Entre os indiciados estão o ex-presidente do INSS, Alessandro Stefanutto, conhecido como “Careca do INSS”, além de empresários e dirigentes de entidades associativas. Segundo a Polícia Federal e a Controladoria-Geral da União (CGU), o esquema teria operado entre 2019 e 2024, causando prejuízos estimados em até R$ 6,3 bilhões. As investigações apontam que aposentados e pensionistas tiveram descontos realizados sem autorização, por meio de associações que simulavam filiações para cobrar mensalidades.

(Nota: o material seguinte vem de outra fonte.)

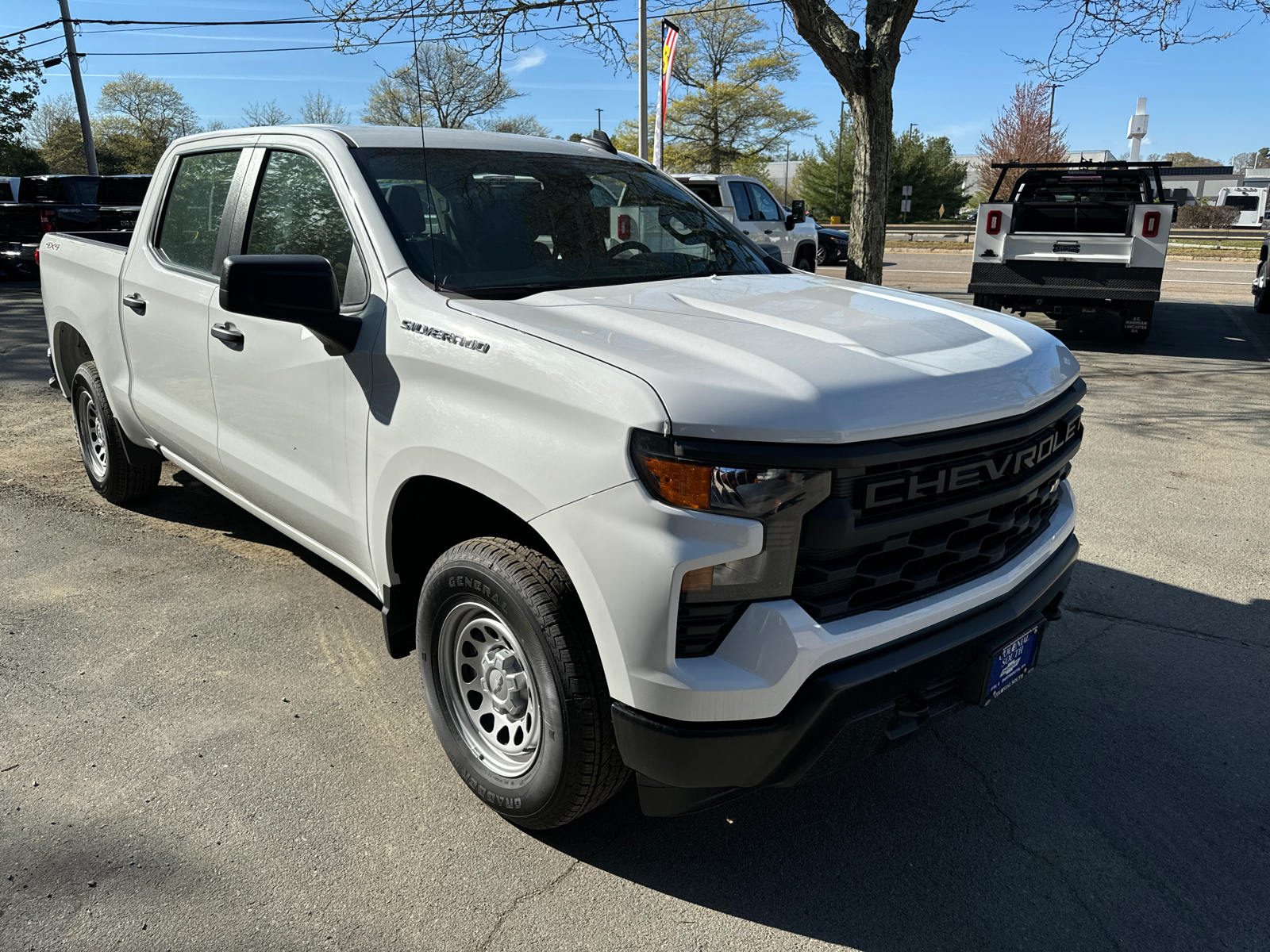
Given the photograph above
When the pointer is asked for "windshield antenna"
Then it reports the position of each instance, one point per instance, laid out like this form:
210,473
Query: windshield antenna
423,145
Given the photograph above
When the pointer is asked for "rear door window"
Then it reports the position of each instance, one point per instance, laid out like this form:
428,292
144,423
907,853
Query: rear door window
296,213
196,205
741,201
765,206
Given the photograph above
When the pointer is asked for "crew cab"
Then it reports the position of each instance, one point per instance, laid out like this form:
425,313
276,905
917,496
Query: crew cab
36,205
1251,203
641,499
749,205
1076,241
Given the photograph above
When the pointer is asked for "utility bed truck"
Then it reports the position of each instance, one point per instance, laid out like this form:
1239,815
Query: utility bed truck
641,499
1076,241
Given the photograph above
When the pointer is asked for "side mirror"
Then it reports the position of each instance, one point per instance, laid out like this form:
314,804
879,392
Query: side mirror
292,289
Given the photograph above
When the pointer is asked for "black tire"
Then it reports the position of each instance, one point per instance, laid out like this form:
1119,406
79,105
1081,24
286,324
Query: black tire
102,443
1141,317
518,612
1261,296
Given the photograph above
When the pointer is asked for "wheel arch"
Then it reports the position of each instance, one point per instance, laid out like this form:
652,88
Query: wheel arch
448,513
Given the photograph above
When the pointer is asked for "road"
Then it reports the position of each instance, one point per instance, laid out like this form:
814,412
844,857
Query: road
206,747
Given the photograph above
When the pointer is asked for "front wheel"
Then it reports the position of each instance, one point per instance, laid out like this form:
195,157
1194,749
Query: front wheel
1261,295
101,441
514,683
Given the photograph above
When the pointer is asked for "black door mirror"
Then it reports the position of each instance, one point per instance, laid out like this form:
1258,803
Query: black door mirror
292,289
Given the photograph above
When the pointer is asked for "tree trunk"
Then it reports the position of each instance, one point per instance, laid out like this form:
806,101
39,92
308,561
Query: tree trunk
865,73
872,111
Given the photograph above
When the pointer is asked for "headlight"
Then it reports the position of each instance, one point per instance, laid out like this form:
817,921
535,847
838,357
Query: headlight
715,596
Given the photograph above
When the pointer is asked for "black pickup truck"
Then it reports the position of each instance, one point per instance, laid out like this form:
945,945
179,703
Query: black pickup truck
32,206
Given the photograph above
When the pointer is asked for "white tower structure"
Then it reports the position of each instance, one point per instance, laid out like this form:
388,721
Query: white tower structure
1138,130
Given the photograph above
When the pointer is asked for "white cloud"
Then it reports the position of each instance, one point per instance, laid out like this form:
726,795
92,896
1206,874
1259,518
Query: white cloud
533,57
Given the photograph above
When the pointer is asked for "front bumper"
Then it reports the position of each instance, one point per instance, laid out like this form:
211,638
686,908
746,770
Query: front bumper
1062,281
857,708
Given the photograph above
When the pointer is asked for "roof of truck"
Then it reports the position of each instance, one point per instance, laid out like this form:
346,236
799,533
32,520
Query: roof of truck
412,137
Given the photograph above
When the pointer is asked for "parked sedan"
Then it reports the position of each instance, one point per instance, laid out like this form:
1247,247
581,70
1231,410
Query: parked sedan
832,245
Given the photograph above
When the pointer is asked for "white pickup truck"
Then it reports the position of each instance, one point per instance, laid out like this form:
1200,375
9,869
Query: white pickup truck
1079,241
643,499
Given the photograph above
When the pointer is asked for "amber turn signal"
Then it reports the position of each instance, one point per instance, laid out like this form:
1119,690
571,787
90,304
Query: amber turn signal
679,484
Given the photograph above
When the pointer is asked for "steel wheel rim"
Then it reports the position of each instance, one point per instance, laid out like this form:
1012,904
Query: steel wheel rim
489,689
92,437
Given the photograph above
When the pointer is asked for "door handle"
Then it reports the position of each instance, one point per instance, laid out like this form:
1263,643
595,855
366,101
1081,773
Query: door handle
232,336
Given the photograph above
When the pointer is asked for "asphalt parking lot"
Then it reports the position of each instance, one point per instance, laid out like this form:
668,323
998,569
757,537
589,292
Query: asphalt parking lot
207,748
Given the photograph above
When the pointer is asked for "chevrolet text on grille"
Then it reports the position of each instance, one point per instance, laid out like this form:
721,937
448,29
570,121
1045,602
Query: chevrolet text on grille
967,475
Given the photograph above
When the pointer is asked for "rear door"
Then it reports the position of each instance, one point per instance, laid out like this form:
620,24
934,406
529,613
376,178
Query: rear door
292,418
167,283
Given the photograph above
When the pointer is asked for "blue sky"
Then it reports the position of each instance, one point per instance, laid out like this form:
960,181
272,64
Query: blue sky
1206,99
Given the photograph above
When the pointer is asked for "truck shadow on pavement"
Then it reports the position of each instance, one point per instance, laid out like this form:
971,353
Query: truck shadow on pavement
1198,329
1117,800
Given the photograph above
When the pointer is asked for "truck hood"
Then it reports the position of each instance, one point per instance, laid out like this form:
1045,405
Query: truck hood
802,359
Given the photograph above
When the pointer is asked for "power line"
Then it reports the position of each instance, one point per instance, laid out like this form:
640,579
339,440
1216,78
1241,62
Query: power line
383,42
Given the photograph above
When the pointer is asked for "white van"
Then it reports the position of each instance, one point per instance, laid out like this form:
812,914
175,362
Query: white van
1251,203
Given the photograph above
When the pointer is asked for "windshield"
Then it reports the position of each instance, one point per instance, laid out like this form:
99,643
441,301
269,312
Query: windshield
506,224
1087,187
1245,203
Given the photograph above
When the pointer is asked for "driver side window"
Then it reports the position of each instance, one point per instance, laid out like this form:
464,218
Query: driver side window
765,206
296,213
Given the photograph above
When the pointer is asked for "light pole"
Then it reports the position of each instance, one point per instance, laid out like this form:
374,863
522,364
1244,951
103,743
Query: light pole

Nas redes sociais, o caso provocou forte repercussão. Entre os comentários, um internauta questionou: “Será que um dia chega no Lulinha?” A frase viralizou após a divulgação da lista de indiciados. Até o momento, não há qualquer informação da Polícia Federal indicando que Luiz Cláudio Lula da Silva, conhecido como Lulinha, tenha sido indiciado ou investigado neste inquérito. As investigações seguem em andamento, e a decisão sobre eventual apresentação de denúncia caberá à PGR.